Smoking is not largely correlated with SDI,18 which indicates that the imbalance in cancer burden is primarily stemmed from socioeconomic development and cancer control across countries. Approximately 50% of cancer cases are seen in high SDI countries, but only 30% of cancer deaths, 25% of cancer DALYs, and 23% of cancer YLLs occur in high SDI countries.9 A higher SDI generally reflects desirable social and economic status, which enables cancer patients to receive advanced treatment and incur less health loss.18 However, the greatest increase (52%) in cancer incidence was seen in middle SDI countries from 2007 to 2017.9 The cancer burden will shift to less developed countries due to population growth and aging and the increasing prevalence of risk factors.34
These findings imply an insufficiency in cancer prevention and treatment across less developed regions, which demands interventions to address health inequality worldwide.22 To address this international variation, recognizing the interdependencies between socioeconomic status and health is the first step.9 Lower SDI countries should make more efforts to promote smoking cessation and cancer prevention and control, such as raising tobacco tax, banning smoking in public places, forbidding tobacco advertisement, providing early cancer screening for those at high risk, and improving treatment and follow-up care for cancer patients.23 In addition, economic support should be provided to the patients for whom cancer treatment expenditures, including costs for both short-term and long-term care, might be catastrophic.

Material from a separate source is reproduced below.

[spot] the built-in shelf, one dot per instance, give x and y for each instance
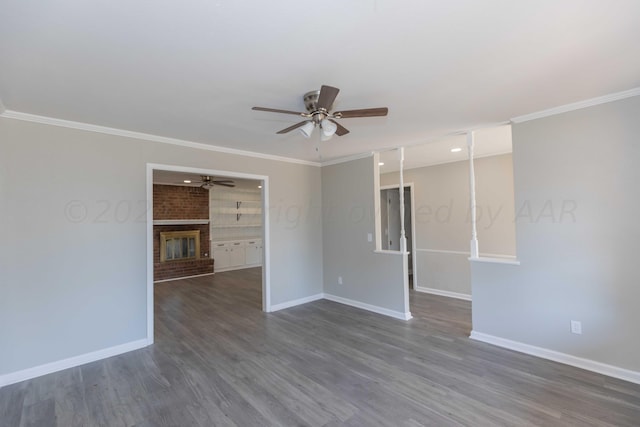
(180, 221)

Two limitations of this study should be noted. First, the global burden of cancer burden attributable to secondhand smoke might be underestimated because data used in this study were directly extracted from the GHDx database, and data for some locations, such as Western Sahara (Africa), French Guiana (South America) and Svalbard (Europe), are not available. Although this study analyzed the data related to cancer burden attributable to secondhand smoke in most countries or regions of the world, it is warranted to collect more comprehensive data and conduct further analysis on the cancer burden attributable to secondhand smoke. Second, the disease burden of different types of cancer attributable to secondhand smoke was not assessed in this study. Data on all cancers associated with secondhand smoke are available in the database, whereas the data are not classified according to cancer types. Given the close association between different types of cancer and secondhand smoke, future studies are needed to explore disease burden due to secondhand smoke by cancer type in future studies.